[MRG+2] Added 'average' option to passive aggressive classifier/regressor. #4939

aesuli · 2015-07-08T13:02:44Z

Differently from the SGDClassifier (and SGDRegressor), the PassiveAggressiveClassifier (and PassivieAggressiveRegressor) does not expose the 'average' option of the BaseSGD class.
The 'average' option helps smoothing out the impact of rarely observed variables.
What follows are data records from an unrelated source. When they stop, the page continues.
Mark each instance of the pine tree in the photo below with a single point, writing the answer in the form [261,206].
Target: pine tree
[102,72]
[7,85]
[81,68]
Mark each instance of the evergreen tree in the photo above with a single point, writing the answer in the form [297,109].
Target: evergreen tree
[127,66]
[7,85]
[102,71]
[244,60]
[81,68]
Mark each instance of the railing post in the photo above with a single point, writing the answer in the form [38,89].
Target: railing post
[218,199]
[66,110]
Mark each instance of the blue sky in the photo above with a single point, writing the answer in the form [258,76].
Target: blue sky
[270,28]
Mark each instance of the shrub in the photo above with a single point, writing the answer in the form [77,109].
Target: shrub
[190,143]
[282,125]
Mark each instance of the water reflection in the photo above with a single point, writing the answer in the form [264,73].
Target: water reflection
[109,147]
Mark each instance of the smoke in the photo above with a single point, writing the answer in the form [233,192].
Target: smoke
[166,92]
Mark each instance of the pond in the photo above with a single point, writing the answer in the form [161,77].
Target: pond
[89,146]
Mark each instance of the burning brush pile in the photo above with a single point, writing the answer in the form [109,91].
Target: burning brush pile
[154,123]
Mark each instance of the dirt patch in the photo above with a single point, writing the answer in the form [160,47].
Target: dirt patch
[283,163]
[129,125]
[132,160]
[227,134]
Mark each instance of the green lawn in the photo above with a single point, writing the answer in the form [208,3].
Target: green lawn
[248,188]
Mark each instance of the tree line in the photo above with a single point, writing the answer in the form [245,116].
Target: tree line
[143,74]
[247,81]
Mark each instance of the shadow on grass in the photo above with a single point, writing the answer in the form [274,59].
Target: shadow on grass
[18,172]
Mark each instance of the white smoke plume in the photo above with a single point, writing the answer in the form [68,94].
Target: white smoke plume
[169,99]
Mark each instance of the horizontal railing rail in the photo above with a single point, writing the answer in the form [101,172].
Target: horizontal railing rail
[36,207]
For example, when used in combination with the HashingVectorizer on text, it helps to compensate for the lack of idf information, lowering the impact low-idf (i.e., rare) features.

The following is an example of using averaging both on SGDClassifier and PassiveAggressiveClassifier.
The data is the Bo Pang movie review dataset ( https://www.cs.cornell.edu/people/pabo/movie-review-data/review_polarity.tar.gz ).
The results show that averaging in BaseSGD works perfectly for both classifiers to remove "noise" features.

The following is the code to replicate the experiment that generated the above plot:

import argparse
import codecs
import sys
import matplotlib.pyplot as plt
import numpy as np

from sklearn.cross_validation import ShuffleSplit
from sklearn import cross_validation
from sklearn.datasets import load_files
from sklearn.feature_extraction.text import TfidfVectorizer, HashingVectorizer
from sklearn.linear_model import PassiveAggressiveClassifier, SGDClassifier
from sklearn.metrics import SCORERS
from sklearn.pipeline import Pipeline
from sklearn.svm import LinearSVC


def randomized_train_test(estimator, data, target, test_size, n_iter, scorer, random_state, n_jobs):
    cv = ShuffleSplit(len(data), n_iter=n_iter, test_size=test_size, random_state=random_state)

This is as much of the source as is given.